To get an idea what I am ranting about, let’s look at a typical process which is generally ignored during planning because it is very unlikely that there will be sufficient control over information to measure effectively the tasks performed. The process I am referring to is the defect (bug) life cycle. How much does it really cost to fix a bug found during acceptance testing or in production?

Looking at the rough sample diagram above we can see about nine possible stages to a bug life cycle. On the right are lists of typical tasks performed during each stage. If you measure the effort spent, and the cost of the people involved you might be surprised with the numbers. Assume 25 bugs out of a total of 250 bugs need to be fixed by the end of a two week period. Will you be confident to release to production without measuring the current quality through testing?
Many times we are being challenged and struggle to show quality because it might only be visible in getting to production. Over the course of development, developers will be less likely to test all of the things that can go wrong. I think it is muscle memory by constantly focusing only on getting the code to work. This explains the theory behind the graph that is part of all test related training - bugs become exponentially more expensive to manage during the SDLC.

“How much is that bug worth to the people that matter?”
The irony is that little attention is assumed to guarantee quality according to the context of the system - until something goes wrong and it negatively affects someone. During crunch periods, there tends to be an increase in the total number of testers involved on the project. Sometimes the testers with the wrong skill sets are pulled in just to get numbers up and to add more eyes to the system. However, is it sustainable, effective, efficient, or repeatable? At times, you do require the rare skills of test specialists or a tester with a broad range of skills, but the contracting fees cannot fit in your already limited budget.

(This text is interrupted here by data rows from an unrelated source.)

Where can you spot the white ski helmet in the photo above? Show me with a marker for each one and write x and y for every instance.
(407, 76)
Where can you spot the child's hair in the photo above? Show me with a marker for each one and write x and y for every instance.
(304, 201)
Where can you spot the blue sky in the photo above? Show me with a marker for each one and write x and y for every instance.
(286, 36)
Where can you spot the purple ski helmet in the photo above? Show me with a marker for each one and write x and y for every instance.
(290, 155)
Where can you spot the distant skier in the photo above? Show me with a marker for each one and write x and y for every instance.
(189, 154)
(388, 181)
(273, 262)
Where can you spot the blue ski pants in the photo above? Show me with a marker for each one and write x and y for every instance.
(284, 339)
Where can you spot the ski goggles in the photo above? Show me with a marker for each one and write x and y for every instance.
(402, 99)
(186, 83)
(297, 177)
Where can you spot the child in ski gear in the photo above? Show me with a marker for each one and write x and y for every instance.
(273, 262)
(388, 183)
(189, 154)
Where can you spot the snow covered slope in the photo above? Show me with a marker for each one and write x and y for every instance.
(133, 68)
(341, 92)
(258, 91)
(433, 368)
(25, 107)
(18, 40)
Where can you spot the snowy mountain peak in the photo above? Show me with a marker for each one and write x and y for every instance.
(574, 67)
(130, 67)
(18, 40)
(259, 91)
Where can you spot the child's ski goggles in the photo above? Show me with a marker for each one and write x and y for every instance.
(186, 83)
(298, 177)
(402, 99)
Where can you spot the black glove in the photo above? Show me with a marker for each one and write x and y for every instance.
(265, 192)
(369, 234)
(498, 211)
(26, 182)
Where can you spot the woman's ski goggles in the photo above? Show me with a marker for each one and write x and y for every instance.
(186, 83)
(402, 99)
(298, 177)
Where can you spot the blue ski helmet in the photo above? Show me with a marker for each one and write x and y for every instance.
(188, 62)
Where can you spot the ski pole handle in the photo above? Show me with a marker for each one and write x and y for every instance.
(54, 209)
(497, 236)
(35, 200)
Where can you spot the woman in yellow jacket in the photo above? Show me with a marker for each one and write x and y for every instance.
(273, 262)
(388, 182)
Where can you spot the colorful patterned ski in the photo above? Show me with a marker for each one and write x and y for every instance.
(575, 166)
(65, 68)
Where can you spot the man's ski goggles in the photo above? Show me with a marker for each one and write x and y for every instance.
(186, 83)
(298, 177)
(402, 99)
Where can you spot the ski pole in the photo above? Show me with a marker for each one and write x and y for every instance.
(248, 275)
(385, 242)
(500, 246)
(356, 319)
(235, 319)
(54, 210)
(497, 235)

Many times I run into situations where people were employed for their personality and not for their skills to make the project a success. Add to that the costs for performance testing tools and environments. Security testing is not cheap either. There are design risks if globalisation is not considered and can result in a big rework. There is also that dreadful maintenance risk to keep the system running for the next 3 to 5 years. How much is red tape crippling the efficiency and effectiveness of testing in some businesses?
Remember too that some people using the product will exploit your system. If you are still not convinced then have a read on sites like CNET.com and search for the term “glitch”.
“Could it be an intentional blindness forced onto decision makers by society to ignore the negativity of asking “what if” questions?”
Obviously there will be solutions to many challenges, at a price of course. However, changing cultures and processes over a short period seldom go according to plan. No matter how much money you throw at problems, they cannot get solved in the desired timeframes.
I believe testing can become cheaper or at the very least become better. Bring the minds of the right people together from the beginning to ensure quality throughout the SDLC with the required levels of testing. Involve all the stakeholders, including the clients, to collaborate, set realistic goals and take responsibility for the quality.
Respect the role and responsibilities of each other in the team but also understand and accept the team’s capabilities.